Relief, warm and sweet, flooded Jess’s chest. Suddenly, breathing became a possibility.
She stared at the door, unwilling to look away. Why had she been so scared? Why had her brain leaped right from cinnamon-clay-restfulness to potentially-being-murdered-while-wrapped-in-foil?
Was the Golden Ash messing with her head?
“Fuck this,” Jess whispered, wriggling in her foil bonds, attempting to make some room. She wasn’t going to be stuck in this position if the shadow person came back.
A soft knock sounded at the door. Jess froze. A shorter shape—probably Jonquil—appeared on the other side of the glass. “Jess? You OK?”
Jess swallowed heavily before finally managing to produce a squeaky “Come in.”
Jonquil stuck her head in the door. “Are we feeling relaxed yet?”
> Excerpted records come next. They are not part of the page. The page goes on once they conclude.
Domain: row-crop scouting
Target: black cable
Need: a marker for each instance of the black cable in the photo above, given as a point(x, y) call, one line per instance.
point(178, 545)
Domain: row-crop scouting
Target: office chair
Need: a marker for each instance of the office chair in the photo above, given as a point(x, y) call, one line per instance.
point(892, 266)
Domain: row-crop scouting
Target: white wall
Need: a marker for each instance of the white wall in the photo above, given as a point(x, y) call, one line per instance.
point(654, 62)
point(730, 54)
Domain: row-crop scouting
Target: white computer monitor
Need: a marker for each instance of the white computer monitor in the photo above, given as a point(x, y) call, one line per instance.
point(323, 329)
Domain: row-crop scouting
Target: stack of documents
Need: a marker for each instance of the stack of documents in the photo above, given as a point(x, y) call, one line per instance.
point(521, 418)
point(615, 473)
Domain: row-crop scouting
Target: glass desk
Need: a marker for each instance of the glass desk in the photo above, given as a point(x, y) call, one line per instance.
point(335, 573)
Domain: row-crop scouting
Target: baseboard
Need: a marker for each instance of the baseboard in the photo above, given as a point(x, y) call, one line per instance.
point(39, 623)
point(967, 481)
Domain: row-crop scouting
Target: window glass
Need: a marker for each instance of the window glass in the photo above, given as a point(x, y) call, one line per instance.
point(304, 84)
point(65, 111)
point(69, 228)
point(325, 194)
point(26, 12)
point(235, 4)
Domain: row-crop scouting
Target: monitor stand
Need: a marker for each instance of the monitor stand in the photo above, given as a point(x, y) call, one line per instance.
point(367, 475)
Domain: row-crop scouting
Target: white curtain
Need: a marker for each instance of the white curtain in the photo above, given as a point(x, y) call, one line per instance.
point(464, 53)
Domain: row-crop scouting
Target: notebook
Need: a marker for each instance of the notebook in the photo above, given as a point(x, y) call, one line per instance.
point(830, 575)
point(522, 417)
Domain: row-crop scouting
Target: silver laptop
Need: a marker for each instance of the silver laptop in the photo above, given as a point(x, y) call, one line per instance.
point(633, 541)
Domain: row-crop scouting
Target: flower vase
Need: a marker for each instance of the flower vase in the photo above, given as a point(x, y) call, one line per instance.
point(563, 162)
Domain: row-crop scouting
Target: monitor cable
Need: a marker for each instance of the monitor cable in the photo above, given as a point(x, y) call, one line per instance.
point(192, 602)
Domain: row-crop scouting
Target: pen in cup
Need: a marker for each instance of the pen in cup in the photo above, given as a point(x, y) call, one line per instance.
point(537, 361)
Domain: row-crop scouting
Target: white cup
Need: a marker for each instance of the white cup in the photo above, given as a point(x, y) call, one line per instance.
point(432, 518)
Jess huffed out a shaky breath. As Jonquil released her from her foil cage, Jess tried not to let Jonquil see the relieved tears slide down her cheeks. Jonquil gently rinsed the mud from her skin, using a series of ceiling-mounted showerheads. As the warm water cascaded over her, Jess told herself the shadow person was probably just a confused technician heading into the wrong treatment room. They probably hadn’t spoken because they didn’t want to draw attention to their mistake. It probably had nothing to do with Jeremy Treadaway, but…
Susan Treadaway was around the right height to be the shadow person. Jess wondered if Susan was aware that Jess had been the one to find Jeremy’s body. Was Jess safe at the Golden Ash? Was anyone?
Jess’s Big Book of Life Plans: Stop asking yourself these questions while ninety percent naked and covered in dirt.